Besides the high number of urban coyotes and their success at avoiding humans, Gehrt and his students learned that, as in wilderness, urban coyotes utilize a diverse diet of rodents, rabbits and carrion but generally avoid trash and garbage unless lured to human-related foods by artificial feeding. Gehrt said urban coyotes also provide "services" by curbing urban deer and Canada goose populations that are difficult to manage through recreational hunting. Radio tracking revealed that coyotes in cities find and use every fragment of habitat available. Gehrt agreed that may explain coyotes' attraction to Pittsburgh with its wooded ravines, hollows and hillsides.
"We found it doesn't matter how small the habitat patch is or how many square miles of asphalt surround it, coyotes will find it and use it to their advantage," Gehrt said. "Even if there is no green space, coyotes will figure out how to exploit the urban downtown. They are going to be successful in any city no matter how the landscape is configured."
Akrie, who knows Pittsburgh well, confirms the Steel City as a coyote haven. "There are woods everywhere here," he said.
Gehrt and other experts say urban residents can coexist with coyotes when knowledge and respect replaces irrational fear.
"We've been studying coyotes in Chicago for eight years and we don't have a single coyote bite on a human during that time or before," Gehrt said. "Yet, people are living in close proximity with tremendous exposure to these animals. So, when a coyote does misbehave, the only information we get is about a nuisance incident."
As perspective on the danger from coyotes, Gehrt points out that Cook County recorded more than 3,000 dog bites in 2005 alone.
Gehrt, however, does not minimize the potential for coyotes to become a problem. "Most of the time fear is not justified. Occasionally it might be," he said.
As with bears, artificial feeding can embolden the animals, with the possibility of aggressive behavior.

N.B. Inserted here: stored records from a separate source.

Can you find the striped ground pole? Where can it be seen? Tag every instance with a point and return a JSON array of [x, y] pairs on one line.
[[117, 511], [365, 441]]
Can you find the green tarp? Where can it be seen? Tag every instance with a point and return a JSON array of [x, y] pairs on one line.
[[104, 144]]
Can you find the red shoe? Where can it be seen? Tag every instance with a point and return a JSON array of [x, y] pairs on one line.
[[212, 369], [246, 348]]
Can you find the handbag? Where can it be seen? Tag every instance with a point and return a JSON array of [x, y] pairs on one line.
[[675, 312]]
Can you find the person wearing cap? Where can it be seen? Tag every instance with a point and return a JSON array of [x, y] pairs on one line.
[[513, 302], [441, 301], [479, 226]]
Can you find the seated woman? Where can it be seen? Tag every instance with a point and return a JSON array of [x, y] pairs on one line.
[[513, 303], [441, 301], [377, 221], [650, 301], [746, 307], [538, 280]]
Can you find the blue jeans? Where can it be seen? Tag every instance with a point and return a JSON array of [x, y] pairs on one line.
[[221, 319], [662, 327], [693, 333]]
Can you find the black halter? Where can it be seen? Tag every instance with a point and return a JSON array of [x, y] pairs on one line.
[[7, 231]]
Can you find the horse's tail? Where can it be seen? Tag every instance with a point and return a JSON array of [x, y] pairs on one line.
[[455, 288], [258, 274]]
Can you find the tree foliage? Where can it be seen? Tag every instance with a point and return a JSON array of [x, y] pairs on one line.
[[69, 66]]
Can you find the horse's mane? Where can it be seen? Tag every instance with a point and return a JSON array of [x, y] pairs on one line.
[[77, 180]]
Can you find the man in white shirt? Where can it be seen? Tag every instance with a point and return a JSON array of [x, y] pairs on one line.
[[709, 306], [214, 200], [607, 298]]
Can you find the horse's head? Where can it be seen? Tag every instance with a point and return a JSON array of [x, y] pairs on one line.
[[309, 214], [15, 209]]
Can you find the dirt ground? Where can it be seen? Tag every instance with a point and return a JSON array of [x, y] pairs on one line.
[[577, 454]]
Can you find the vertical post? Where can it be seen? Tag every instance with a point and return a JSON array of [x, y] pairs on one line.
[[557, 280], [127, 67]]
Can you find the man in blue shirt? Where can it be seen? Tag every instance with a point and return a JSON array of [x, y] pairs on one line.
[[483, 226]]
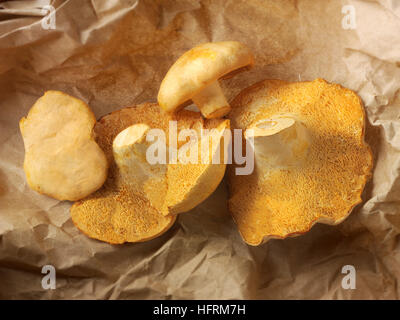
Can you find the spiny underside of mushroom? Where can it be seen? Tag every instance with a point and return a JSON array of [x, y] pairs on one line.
[[311, 161], [128, 210], [62, 160]]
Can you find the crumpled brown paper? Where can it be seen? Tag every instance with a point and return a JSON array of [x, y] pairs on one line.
[[114, 53]]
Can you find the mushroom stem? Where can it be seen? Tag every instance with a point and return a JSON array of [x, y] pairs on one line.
[[211, 101], [278, 142]]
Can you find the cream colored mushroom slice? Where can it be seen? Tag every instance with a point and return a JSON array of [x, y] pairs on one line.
[[190, 184], [194, 77], [279, 141], [62, 159], [311, 160], [136, 170], [172, 188]]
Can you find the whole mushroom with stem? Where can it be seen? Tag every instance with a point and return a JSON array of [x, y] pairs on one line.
[[194, 77]]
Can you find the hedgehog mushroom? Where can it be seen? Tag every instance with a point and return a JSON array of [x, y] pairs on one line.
[[311, 161], [62, 159], [194, 77], [280, 141]]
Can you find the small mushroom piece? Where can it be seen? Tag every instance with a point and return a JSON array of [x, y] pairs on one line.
[[135, 171], [279, 141], [62, 159], [194, 76], [139, 200]]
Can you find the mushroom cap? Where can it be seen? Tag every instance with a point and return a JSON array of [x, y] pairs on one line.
[[199, 67], [119, 212], [278, 202], [62, 159]]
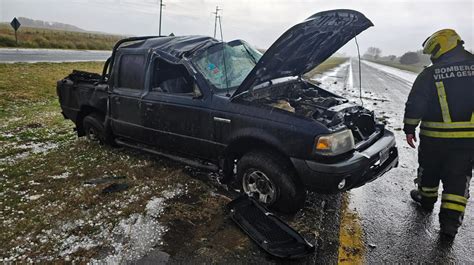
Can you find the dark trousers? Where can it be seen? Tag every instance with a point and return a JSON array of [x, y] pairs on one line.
[[453, 167]]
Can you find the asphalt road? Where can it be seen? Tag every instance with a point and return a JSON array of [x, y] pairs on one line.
[[395, 230], [51, 55]]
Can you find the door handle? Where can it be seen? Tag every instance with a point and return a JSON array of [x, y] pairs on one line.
[[149, 106]]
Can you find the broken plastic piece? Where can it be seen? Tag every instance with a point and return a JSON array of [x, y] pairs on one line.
[[115, 187], [267, 230], [103, 180]]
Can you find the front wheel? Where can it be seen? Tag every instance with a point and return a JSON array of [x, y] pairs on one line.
[[271, 180]]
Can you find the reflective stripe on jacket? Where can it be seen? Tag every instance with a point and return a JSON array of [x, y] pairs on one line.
[[442, 99]]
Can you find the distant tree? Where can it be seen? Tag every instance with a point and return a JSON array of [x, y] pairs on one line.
[[410, 58], [372, 53]]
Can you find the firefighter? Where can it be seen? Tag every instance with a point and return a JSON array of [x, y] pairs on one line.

"There is a documented case of an urban coyote attack on a human in Massachusetts," said Tom Hardisky, furbearer biologist with the Pennsylvania Game Commission. "That incident was linked to artificial feeding, which can cause coyotes to lose their natural fear of humans."
One fatality occurred in 1981 in a Los Angeles suburb.
Gehrt also acknowledges that urban coyotes prey on pets outdoors, particularly cats, but not frequently. He studied coyote droppings and found cat remains in 1.3 percent of samples.
"Eliminating them is not going to work," Hardisky said. "We need to learn to live with them. The best thing is to get educated on the coyote, what it eats and why it does things."